People of Hall County, no longer running to the stores for last minute gifts, have started flocking to the local trash compactor sites to get rid of unwanted Christmas gift boxes and wrapping paper.
The post-Christmas period is the busiest time of the year for the Hall County recycling center, said Hall County’s Natural Resource Coordinator Rick Foote.
"(Christmas) is leaps and bounds ahead of any other time period," Foote said. "Ask anybody in the waste industry nationwide."
A lot of Christmas packages come in corrugated cardboard boxes.
"Most anything comes in a cardboard box, whether it’s delivered as pork and beans to a grocery store or an X-Box to a Best Buy," Foote said.

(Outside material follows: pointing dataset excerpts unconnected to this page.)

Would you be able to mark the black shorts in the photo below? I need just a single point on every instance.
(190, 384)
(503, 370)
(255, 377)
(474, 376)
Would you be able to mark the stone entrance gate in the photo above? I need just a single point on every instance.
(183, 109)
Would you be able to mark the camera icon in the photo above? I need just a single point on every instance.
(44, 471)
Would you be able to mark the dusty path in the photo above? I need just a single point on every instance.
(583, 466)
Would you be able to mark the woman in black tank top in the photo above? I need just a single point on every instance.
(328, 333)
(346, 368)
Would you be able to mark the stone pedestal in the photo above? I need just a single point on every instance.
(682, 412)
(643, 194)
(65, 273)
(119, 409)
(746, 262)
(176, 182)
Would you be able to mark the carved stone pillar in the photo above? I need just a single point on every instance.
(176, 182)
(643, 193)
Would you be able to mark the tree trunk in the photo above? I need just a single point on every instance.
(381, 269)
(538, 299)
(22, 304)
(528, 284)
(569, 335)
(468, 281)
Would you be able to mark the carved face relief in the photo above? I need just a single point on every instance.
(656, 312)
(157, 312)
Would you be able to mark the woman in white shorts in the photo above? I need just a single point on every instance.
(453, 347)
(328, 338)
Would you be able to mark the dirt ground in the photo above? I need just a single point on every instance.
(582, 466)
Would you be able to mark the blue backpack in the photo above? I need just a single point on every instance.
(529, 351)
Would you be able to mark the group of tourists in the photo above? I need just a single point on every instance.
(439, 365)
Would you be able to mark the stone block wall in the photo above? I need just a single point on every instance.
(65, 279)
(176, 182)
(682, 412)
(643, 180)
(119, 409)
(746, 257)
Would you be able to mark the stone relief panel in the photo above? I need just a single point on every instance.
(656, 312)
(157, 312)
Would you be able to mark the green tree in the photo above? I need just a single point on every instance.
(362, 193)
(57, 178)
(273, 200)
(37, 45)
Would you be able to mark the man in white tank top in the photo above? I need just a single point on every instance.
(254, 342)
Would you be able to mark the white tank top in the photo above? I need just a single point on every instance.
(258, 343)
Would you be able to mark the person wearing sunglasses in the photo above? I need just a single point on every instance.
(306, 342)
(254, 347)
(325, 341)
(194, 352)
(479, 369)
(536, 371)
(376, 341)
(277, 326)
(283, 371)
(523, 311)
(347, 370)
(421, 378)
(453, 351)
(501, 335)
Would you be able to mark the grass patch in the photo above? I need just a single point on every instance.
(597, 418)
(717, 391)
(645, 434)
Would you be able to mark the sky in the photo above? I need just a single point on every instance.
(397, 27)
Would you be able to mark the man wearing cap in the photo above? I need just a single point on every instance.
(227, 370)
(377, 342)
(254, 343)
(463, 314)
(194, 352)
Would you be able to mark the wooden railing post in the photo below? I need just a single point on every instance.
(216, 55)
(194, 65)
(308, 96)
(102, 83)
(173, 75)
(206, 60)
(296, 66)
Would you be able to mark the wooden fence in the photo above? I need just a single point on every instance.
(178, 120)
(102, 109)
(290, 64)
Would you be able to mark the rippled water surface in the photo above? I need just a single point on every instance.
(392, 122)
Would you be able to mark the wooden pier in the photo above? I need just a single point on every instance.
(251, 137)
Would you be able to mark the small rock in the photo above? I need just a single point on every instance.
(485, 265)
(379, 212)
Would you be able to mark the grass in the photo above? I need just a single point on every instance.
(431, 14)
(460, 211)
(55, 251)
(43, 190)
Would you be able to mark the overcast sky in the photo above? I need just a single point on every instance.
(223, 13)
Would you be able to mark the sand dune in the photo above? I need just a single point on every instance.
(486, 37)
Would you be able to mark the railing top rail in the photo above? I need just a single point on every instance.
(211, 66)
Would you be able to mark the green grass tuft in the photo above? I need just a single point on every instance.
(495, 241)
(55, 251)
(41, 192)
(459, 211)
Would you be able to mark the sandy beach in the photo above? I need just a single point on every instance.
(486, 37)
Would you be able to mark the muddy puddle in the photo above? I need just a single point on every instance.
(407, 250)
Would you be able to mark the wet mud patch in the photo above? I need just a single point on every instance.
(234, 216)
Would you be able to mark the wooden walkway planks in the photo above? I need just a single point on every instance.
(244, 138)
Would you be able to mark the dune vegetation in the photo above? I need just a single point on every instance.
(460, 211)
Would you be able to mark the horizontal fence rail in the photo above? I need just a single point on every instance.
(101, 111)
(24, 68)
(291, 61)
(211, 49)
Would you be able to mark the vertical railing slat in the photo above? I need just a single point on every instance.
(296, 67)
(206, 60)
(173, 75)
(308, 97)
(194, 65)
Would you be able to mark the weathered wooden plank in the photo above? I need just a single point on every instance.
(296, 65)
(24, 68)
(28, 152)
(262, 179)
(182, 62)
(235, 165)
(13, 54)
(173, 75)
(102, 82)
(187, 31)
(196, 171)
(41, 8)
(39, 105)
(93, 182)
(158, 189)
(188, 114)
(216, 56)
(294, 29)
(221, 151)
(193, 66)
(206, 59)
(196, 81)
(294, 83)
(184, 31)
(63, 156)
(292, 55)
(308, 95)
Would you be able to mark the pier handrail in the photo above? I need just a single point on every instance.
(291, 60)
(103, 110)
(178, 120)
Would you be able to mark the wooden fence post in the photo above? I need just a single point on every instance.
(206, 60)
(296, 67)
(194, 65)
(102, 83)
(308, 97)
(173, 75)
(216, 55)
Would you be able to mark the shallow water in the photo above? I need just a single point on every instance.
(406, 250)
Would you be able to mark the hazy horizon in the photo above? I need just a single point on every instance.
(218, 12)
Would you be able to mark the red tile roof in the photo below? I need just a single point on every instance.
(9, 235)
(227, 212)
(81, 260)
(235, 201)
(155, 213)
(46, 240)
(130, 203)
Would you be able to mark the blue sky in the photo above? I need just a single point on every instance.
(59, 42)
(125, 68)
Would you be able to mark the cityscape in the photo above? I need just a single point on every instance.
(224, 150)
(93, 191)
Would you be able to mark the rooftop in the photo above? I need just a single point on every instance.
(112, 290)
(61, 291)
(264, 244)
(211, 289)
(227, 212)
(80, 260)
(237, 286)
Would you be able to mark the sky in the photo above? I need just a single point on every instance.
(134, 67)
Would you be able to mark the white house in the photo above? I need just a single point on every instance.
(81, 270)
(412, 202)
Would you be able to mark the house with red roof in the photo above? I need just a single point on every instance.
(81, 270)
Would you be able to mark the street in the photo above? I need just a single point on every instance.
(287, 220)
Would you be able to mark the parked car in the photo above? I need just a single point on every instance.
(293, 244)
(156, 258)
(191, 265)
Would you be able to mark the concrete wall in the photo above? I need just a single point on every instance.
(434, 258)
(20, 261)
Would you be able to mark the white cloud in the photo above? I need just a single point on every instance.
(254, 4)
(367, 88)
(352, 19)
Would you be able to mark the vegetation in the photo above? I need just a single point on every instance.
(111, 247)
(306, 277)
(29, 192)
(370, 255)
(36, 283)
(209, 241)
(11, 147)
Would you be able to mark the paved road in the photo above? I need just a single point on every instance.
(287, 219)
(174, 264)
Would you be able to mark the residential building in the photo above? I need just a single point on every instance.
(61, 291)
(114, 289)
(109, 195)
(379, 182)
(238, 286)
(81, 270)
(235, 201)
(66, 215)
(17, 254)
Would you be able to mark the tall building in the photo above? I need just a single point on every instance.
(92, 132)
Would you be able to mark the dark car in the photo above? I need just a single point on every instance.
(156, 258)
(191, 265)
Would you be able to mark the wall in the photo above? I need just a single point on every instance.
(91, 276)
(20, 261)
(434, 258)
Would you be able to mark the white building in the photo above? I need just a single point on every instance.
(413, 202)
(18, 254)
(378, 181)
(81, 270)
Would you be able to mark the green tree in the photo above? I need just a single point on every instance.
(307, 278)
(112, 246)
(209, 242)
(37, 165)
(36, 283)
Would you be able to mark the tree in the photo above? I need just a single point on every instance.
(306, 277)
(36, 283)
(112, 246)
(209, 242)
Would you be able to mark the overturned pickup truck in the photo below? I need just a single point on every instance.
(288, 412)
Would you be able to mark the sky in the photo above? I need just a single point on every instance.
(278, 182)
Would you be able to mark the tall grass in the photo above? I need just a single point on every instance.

The county sells significantly more cardboard to recycling centers in the month of January — the month following Christmas— than it does any other month of the year, according to Foote’s recycling reports from 2004 through 2007.
Although he does not yet have any hard numbers on how much extra waste was produced by this year’s Christmas packages.
Foote said he has observed an increase in corrugated cardboard coming in from the county’s 13 trash compactor and recycling centers.
"Business is picking up, as they say," Foote said. "We’ve got all three of our pickup trucks servicing the (trash compactor) sites as well as multiple dump body trucks from road maintenance departments servicing the sites for corrugated cardboard."
Foote, who started working for the county in 1991, said the amount of trash that comes into the trash compactor sites indicates the health of the area’s economy. A blooming economy equals a bigger pile of trash.
"Trash can be an economic barometer," Foote said.
In a good economic year, it takes the Hall County recycling center about two weeks to recover from the extra waste the Christmas season produces, Foote said.
"If we get back to normal in a week’s time, the economy is not so good," Foote said.